Nesse processo de virar uma mãe que chora me agarrei muitas vezes à linguagem, o fio condutor da minha vida, e mais do que nunca percebi como a língua portuguesa é bonita, é uma língua feita para traduzir espantos assim. Nas últimas semanas de gravidez muita gente desejou que eu tivesse uma boa hora, uma expressão maravilhosa cuja origem não consegui rastrear, mesmo depois de vasculhar todos os cantos da internet. Também me perguntavam quando eu iria ganhar a Isabel, como se ela fosse um bilhete premiado da loteria. Meu pai veio me dizer ainda que, no interior de onde viemos, chamam o amarelo da minha filha de tiriça, e eu fiquei me perguntando se ele consegue enxergar que essa é uma derivação fonética de icterícia. Várias vezes me recomendaram o banho de chá da erva picão, algo que os antigos faziam. Tenho escutado muito falar nos antigos, aliás, ou no povo antigo. Ter um bebê, ao que parece, é uma coisa que conecta as pessoas aos seus ancestrais.
Estou dando o banho de picão. Não tivemos uma melhora tão significativa, mas eu acredito em quem veio antes. Também acredito na palavra, a dita e a escrita, e no choro. Estou ansiosa para saber da ficção que sairá daqui, dessa nova alma que eu ganhei quando fabriquei a dela. Não significa que escreverei sobre maternidade. Recentemente, alguém perguntou se eu mudaria algo no Como se fosse um monstro, agora que sei o que é ser mãe. E eu respondi que não, o que é verdade. Acho que esse nunca foi um livro sobre a experiência da maternidade em si. O Monstro é um livro sobre escolhas, sobre como as mulheres carregam a culpa pelas suas, e sobre como o processo de gestar é complexo e jamais definitivo. Maternidade é outra coisa, eu já sabia disso quando escrevi. Não necessariamente escreverei a respeito agora, mas com certeza terei assuntos mais frescos para tratar. Não sou mais aquela outra. Ainda bem.

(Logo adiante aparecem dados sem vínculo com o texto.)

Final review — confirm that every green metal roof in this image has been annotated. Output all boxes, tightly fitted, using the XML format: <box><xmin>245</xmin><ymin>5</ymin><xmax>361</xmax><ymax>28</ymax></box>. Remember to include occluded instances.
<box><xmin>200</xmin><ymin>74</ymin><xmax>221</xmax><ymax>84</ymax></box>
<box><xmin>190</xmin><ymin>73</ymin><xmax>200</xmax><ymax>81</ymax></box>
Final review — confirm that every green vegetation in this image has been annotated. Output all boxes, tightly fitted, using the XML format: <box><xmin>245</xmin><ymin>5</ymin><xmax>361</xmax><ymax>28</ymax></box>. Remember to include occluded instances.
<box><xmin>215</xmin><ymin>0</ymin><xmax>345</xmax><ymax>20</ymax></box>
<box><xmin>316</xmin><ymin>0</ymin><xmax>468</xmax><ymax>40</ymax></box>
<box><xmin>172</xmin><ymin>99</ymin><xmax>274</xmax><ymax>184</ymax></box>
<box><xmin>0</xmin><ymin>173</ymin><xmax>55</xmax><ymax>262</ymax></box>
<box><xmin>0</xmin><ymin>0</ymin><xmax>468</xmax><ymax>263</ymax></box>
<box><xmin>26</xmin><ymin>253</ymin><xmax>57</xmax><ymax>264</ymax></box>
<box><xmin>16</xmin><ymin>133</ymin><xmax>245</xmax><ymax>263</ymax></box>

Fabiane! coisa bom te ver assim, cheia de poesia :)
"as mães choram" dá um bom título de livro, sei lá. só dizendo aqui. hehe
abraço e melhoras para Isabel e sua tiriça ❤️
Que texto! E como é bonito esse portal que se abre com a maternidade, né? Me surpreendi muito no puerpério, chorar com as dores e as belezas do mundo.